After today’s ruling, Hobby Lobby does not have to include abortion drug coverage in its employee health care plans. The U.S. Supreme Court held the Obamacare mandate “substantially burdens the exercise of religion,” and the Christian retailer is not required to follow it.
“If the owners comply with the HHS mandate, they believe they will be facilitating abortions, and if they do not comply, they will pay a very heavy price — as much as $1.3 million per day, or about $475 million per year, in the case of one of the companies,” the opinion reads. “If these consequences do not amount to a substantial burden, it is hard to see what would.”

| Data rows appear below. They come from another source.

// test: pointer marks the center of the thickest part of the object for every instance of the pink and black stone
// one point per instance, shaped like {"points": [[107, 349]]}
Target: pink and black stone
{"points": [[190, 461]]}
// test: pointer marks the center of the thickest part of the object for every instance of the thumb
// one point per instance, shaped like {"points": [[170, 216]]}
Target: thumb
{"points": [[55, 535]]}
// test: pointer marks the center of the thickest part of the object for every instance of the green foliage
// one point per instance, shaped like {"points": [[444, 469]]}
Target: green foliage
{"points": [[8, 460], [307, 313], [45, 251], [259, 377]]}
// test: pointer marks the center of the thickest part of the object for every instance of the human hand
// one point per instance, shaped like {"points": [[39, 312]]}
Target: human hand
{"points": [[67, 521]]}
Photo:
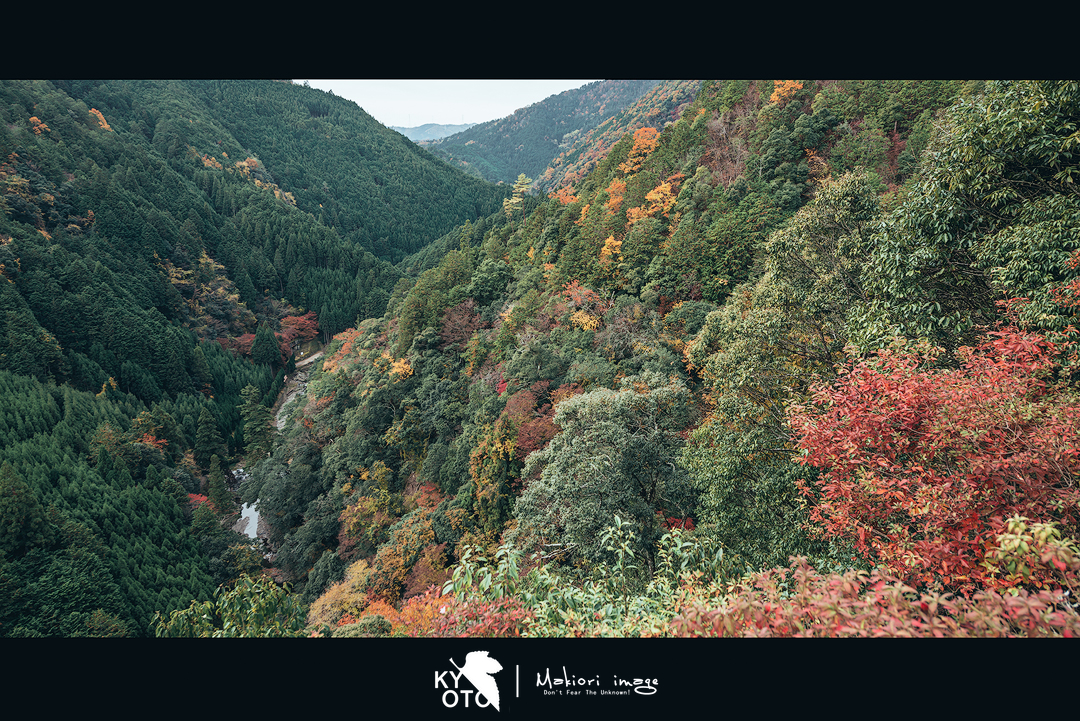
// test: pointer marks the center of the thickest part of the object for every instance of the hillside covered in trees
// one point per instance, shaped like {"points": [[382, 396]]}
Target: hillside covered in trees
{"points": [[527, 141], [798, 361], [812, 332], [153, 270]]}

Justice Samuel Alito concluded, “There are other ways in which Congress or HHS could equally ensure that every woman has cost-free access to the particular contraceptives at issue here and, indeed, to all FDA-approved contraceptives.”
The ruling affirms the Constitutionally guaranteed rights of business owners to operate their family companies without violating their deeply held religious convictions.
The Hobby Lobby decision only applies to companies, including Conestoga Wood Specialties, which had a companion case pending before the Supreme Court. Non-profit groups like Priests for Life and Little Sisters are still waiting for a ruling about their right to opt out of the mandate.
Barbara Green, co-founder of Hobby Lobby, said, “Our family is overjoyed by the Supreme Court’s decision. Today the nation’s highest court has re-affirmed the vital importance of religious liberty as one of our country’s founding principles. The Court’s decision is a victory, not just for our family business, but for all who seek to live out their faith. We are grateful to God and to those who have supported us on this difficult journey.”
We applaud the excellent work of the Hobby Lobby legal team!